In what is described as a "stinging letter" to Michael Grade, the BBC Chairman, which the The Times has somehow "obtained", Mandelson has accused the BBC of failing in its charter obligation to promote "understanding" of European affairs and declared: "I do not think the present BBC coverage is good enough."
He suggests that the Today programme, presented by Mr Humphrys, used to be "biased in a marked Eurosceptic direction", but was now generally less Eurosceptic under its new editor Kevin Marsh. But he insisted: "There is still, however, a specific problem with the anti-European bias of some presenters, objective presenters to the public but who have many times committed themselves in print to virulently anti-European positions."
He is also reporting as saying that the BBC gave too much coverage to moderate Eurosceptics and should instead give more coverage to extreme Eurosceptics such as UKIP, who wanted to take Britain out of the EU altogether.
He disagreed with complaints from Eurosceptics that the BBC was institutionally pro-EU, saying: "From a pro-European perspective, I have never discerned any BBC tendency to over-represent our viewpoint or present our views as the consensus that all men and women of goodwill support. If there ever was such a tendency in the 1970s, it is long gone."

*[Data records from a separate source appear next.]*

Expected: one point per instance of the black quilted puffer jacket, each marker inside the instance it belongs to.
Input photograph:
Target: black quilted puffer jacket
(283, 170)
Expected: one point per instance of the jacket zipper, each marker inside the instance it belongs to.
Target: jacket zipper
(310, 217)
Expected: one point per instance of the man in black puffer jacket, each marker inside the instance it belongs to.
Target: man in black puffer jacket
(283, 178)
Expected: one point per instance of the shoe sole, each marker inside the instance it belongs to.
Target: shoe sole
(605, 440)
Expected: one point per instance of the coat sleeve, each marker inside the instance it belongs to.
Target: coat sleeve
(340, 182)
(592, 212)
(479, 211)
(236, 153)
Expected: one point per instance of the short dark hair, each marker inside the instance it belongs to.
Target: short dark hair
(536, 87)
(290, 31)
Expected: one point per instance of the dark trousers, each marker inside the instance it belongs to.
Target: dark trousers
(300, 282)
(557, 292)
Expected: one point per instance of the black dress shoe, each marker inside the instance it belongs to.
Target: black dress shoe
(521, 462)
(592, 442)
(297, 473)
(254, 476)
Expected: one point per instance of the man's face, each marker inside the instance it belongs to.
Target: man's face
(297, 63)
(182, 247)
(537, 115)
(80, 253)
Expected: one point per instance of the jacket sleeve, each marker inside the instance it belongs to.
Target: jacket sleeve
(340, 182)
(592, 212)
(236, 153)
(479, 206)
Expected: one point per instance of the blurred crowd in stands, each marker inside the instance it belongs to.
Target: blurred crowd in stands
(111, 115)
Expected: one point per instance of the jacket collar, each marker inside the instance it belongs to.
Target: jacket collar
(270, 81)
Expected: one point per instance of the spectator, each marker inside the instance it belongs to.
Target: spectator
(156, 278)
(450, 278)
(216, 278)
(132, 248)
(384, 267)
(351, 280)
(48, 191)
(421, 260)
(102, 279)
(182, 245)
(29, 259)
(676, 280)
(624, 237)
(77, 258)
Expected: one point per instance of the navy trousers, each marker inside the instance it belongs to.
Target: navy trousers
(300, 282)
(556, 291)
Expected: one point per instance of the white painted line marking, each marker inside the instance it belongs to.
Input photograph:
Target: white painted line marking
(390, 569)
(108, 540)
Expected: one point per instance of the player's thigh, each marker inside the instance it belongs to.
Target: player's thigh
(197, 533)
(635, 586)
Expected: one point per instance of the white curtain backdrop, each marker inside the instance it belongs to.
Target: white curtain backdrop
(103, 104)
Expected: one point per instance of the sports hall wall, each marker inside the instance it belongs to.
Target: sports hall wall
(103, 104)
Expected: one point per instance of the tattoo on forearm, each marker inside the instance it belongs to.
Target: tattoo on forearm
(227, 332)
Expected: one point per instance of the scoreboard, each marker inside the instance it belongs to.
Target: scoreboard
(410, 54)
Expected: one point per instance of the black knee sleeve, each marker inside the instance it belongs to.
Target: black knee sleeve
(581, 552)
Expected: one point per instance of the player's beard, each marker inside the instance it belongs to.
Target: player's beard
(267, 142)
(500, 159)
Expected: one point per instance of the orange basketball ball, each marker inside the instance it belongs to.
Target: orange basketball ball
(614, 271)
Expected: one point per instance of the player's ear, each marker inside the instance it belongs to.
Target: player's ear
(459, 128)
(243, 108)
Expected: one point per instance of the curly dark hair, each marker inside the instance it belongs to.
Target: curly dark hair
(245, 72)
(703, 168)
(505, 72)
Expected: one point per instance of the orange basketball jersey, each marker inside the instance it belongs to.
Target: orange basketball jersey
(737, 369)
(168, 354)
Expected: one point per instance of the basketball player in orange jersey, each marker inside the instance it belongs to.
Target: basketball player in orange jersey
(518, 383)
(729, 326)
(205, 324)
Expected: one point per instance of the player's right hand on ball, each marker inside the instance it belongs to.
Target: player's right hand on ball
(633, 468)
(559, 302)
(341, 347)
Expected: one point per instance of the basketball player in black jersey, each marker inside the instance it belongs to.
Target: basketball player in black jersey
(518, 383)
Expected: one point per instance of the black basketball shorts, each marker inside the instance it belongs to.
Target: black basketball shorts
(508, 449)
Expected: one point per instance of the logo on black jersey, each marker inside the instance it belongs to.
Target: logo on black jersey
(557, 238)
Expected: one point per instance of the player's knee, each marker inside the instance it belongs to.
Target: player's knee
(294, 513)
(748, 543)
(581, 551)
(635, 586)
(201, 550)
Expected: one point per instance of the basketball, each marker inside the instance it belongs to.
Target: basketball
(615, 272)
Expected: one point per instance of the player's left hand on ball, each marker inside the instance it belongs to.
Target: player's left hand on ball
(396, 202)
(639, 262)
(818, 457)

Humphrys has dismissed the criticism as political opportunism. "It’s delightful for once to be accused of being Eurosceptic when we’re usually accused at the Today programme of being Europhiles," he says, adding: "It’s interesting that Peter Mandelson has any idea of what my views on the subject are. I’m sure we’ll have more of this kind of thing from him in the run-up to the election."
A"leading moderate Eurosceptic" is cited as saying that the complaint that "UKIP views are… under-represented" is seen as a cynical ploy. "It just shows how cynical the Government is, wanting to make all Eurosceptics seem like loonies," the unnamed source says.

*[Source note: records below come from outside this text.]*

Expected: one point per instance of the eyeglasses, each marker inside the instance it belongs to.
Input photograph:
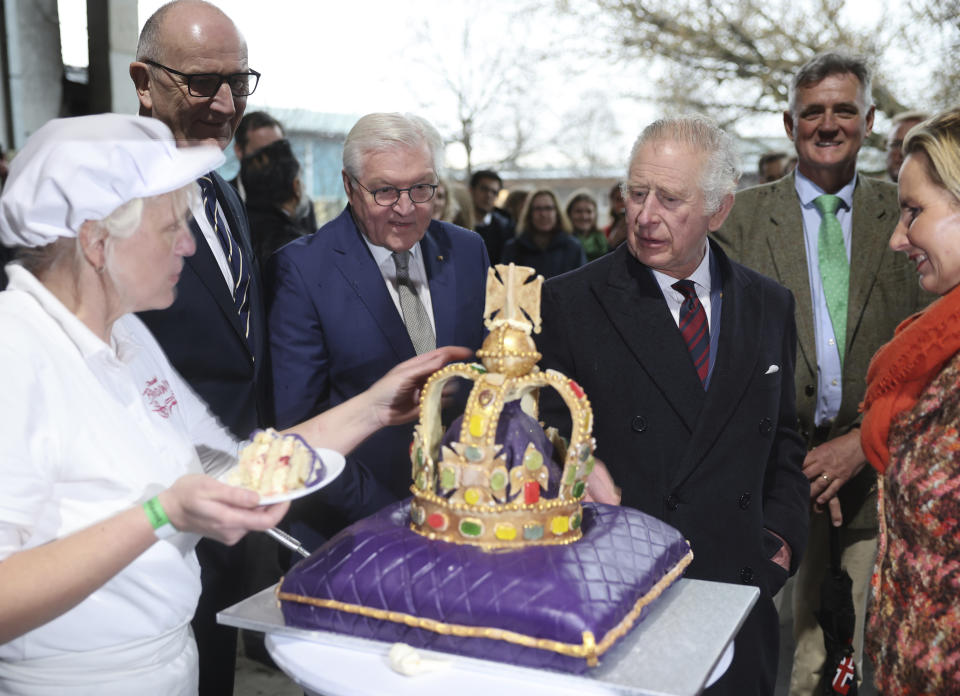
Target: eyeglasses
(208, 84)
(389, 195)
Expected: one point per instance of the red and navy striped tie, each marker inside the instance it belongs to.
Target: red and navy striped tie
(238, 266)
(694, 327)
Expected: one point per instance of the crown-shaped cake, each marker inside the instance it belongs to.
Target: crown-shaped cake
(474, 489)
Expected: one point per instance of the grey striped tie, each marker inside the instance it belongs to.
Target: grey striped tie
(414, 314)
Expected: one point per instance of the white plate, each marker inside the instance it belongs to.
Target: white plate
(333, 463)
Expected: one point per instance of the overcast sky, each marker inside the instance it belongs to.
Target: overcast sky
(360, 56)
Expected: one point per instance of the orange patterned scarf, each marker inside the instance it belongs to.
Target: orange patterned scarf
(902, 369)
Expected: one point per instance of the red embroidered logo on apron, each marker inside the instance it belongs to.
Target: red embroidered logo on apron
(160, 397)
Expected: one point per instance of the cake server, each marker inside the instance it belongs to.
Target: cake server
(288, 541)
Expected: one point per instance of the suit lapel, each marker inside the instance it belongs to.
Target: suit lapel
(634, 303)
(204, 264)
(789, 252)
(741, 319)
(231, 207)
(360, 272)
(866, 255)
(438, 262)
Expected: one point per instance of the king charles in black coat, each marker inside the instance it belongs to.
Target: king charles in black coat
(721, 462)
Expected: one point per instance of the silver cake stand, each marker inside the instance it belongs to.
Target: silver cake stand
(680, 647)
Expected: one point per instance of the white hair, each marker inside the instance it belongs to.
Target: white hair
(385, 131)
(721, 172)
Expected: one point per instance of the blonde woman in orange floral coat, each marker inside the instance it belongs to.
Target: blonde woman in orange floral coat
(911, 434)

This is undoubtedly a "spoiler" by Mandelson, who undoubtedly correctly assesses that if he can engineer a complaint against the BBC, its corporate tendency is to suggest that, if it is getting complaints from both sides, then its coverage must be about right - even though the review panel rejected this suggestion.
But this also harks back to the 1975 campaign where the BBC deliberately gave most coverage to anti-EEC campaigners like Tony Benn and Enoch Powell, who then had "negative" profiles with the public, with the a view to discrediting the "no" campaign.

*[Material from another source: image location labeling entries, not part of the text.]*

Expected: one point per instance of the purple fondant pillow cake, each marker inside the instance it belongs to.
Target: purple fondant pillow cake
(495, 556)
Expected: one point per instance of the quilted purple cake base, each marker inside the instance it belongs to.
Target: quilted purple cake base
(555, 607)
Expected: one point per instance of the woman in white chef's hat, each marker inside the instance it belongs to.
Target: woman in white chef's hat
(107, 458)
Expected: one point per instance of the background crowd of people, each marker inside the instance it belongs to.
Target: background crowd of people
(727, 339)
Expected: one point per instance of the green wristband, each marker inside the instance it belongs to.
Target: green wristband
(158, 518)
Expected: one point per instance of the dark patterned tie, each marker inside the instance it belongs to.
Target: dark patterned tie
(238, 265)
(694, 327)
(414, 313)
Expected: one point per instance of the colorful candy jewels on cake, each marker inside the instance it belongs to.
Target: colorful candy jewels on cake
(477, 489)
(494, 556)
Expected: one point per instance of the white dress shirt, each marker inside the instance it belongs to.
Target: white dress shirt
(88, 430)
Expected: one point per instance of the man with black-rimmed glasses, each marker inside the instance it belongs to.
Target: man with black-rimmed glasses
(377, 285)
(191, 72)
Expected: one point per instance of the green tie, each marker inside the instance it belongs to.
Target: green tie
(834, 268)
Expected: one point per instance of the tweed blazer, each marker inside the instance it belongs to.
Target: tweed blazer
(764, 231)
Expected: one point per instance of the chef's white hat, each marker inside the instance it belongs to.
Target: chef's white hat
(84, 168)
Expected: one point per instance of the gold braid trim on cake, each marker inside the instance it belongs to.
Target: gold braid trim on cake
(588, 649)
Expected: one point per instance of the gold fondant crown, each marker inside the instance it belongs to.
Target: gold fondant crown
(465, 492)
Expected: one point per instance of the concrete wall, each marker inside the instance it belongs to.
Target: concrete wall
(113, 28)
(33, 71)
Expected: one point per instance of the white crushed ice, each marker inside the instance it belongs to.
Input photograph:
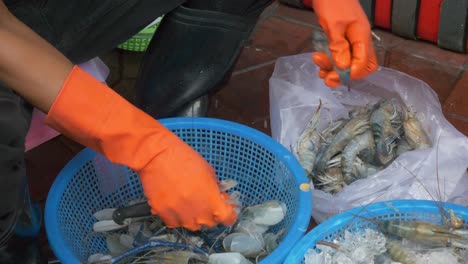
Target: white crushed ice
(354, 248)
(369, 247)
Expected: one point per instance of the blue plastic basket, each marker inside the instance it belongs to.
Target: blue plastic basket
(264, 169)
(358, 219)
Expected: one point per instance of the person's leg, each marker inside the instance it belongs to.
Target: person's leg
(15, 116)
(81, 29)
(84, 29)
(193, 51)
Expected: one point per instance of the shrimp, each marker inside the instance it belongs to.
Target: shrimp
(331, 181)
(398, 253)
(415, 134)
(364, 169)
(385, 121)
(425, 233)
(403, 146)
(357, 125)
(361, 143)
(309, 142)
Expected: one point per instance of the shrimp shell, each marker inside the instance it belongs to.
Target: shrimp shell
(384, 122)
(415, 134)
(309, 143)
(398, 253)
(425, 233)
(359, 124)
(364, 141)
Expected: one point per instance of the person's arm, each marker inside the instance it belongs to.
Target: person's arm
(28, 64)
(181, 187)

Mandelson almost certainly feels that giving UKIP speakers more coverage would have a similar effect, especially if it chooses representatives like Godfrey Bloom, who is the Europhile's ideal "anti-European". There is also a possibility that the BBC will attempt to use Kilroy to perform a similar role, with its emphasis on presenting his views as "extreme".
In the battle of the airwaves, therefore, with the BBC being closely monitored to ensure that its output is "balanced", the issue will not only be the amount of time allocated to each side but also the style of coverage and the speakers chosen to represent each case.
Mandelson, with his known tactical skills, is obviously making an early attempt to tilt the coverage in favour of the "yes" campaign.